New Jersey Advance Media reported Monday morning that Murphy is expected to announce a 10 p.m. closing of all indoor activity.

Murphy will announce three changes for restaurants and bars:

  1. There must be closed from 10 p.m. to 5 a.m.
  2. The state will allow for increased capacity of some sort, if additional Plexiglas barriers are put in place.
  3. The state will allow “igloo”-type dining outdoors, as other states have.

In regard to sports, Murphy was clear to note restrictions would not involve college sports (and, thus, presumably professional) or even high school sports between two teams from within New Jersey. It is the larger travel tournaments that include teams from other states may be impacted.

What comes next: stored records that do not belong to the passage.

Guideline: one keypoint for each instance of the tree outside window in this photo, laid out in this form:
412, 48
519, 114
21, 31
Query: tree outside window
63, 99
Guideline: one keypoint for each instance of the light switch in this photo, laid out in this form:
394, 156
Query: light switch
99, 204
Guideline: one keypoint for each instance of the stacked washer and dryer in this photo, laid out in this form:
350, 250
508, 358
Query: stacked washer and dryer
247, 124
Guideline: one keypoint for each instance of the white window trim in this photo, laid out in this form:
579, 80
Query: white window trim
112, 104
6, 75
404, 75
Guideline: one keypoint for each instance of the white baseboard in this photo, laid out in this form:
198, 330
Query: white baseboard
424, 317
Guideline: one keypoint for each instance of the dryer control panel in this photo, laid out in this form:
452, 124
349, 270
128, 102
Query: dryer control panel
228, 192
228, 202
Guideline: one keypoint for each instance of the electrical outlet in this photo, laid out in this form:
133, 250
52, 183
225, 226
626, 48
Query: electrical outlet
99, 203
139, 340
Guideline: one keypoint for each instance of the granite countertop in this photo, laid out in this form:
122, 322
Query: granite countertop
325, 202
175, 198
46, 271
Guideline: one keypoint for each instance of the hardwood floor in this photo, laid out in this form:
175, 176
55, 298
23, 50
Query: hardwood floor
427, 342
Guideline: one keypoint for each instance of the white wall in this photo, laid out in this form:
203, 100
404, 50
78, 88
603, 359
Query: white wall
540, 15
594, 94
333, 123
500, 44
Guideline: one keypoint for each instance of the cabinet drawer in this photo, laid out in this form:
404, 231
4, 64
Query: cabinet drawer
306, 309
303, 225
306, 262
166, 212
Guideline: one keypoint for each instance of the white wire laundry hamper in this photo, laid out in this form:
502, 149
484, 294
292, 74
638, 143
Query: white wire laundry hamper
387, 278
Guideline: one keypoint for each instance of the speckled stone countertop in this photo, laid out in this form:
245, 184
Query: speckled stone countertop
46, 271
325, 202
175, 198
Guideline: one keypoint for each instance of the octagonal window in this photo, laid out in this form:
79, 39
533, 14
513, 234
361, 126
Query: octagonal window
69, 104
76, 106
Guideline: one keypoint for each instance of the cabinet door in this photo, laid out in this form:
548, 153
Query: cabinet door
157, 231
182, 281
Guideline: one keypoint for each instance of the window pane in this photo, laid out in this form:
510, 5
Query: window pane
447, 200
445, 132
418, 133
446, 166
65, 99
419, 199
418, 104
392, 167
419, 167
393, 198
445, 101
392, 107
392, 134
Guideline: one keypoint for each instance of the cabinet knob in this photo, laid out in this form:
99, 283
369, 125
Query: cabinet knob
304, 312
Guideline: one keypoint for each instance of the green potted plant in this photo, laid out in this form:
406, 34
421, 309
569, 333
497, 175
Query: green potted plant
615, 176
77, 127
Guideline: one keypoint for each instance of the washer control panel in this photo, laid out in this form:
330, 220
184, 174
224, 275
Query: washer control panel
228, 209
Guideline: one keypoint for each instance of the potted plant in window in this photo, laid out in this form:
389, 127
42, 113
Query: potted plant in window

Murphy indicated that, when a vaccine is available, he does not foresee the state mandating it — feeling most individuals will feel the need to do so on their own.

I think notwithstanding a vocal but minority anti-vax bloc in our state and in, frankly, probably in every state, I believe folks will get there of their own free will,” he said.

Other thoughts from Murphy during the approximately 8-minute interview:

On testing, and investments in testing, based on the vaccine news:

“We test per capita probably among the highest, if not the highest state in the country,” he said. “The federal government, to their enormous credit, has been very good in helping us with the resources we need for that. I think that stays at the level it’s at right now.

“So, when we’ve got a community hotspot, we surge resources — and high on that list is our testing: testing, tracing, compliance, public service bullhorn announcements … in multiple languages. I think that still remains part of our arsenal here for the foreseeable future.”

On how the need for a stimulus may change:

“I don’t think it does in the near term,” he said. “We still need that bridge over troubled water that we started to build as a nation in the spring (and) into the early summer quite effectively, and then the rug was pulled out from under so many.

“Where do we need stimulus? I can’t think of a piece of our state or any state right now that doesn’t need it. So, we’re talking about state and local budgets, folks who are unemployed, small businesses, especially restaurants and hospitality, health care systems, transit systems, we need it.

“I will just repeat what I’ve said to you guys before: History will not be unkind if we overshoot here. I think it’ll be potentially devastatingly unkind — and the consequences are enormous — if we undershoot, even with a vaccine.

“Six months from now, if you’re unemployed right now, that might as well be six years. We need it still right now.”

On how vaccine news impacts President-elect Joe Biden’s view on COVID-19 and the economy.

“I think it’ll change it for the good,” he said. “And that’s not to say that we haven’t found common ground with the (President Donald) Trump administration on COVID in our desperate hours of need. But, what we haven’t had is a coherent national strategy and we will get that with a Biden administration, without question. In fact, you’re seeing it already. He’s announced a group of wise men and women already today.

“That, I think is the tip of the spear, and I think you’ll see a real belief in the good that stimulus can do to bridge our economies into a brighter and better day. So, I think it’s a huge plus on both COVID, as well as the belief and passion around a big federal stimulus that again will connect us from a very tough time today to that that better future tomorrow.”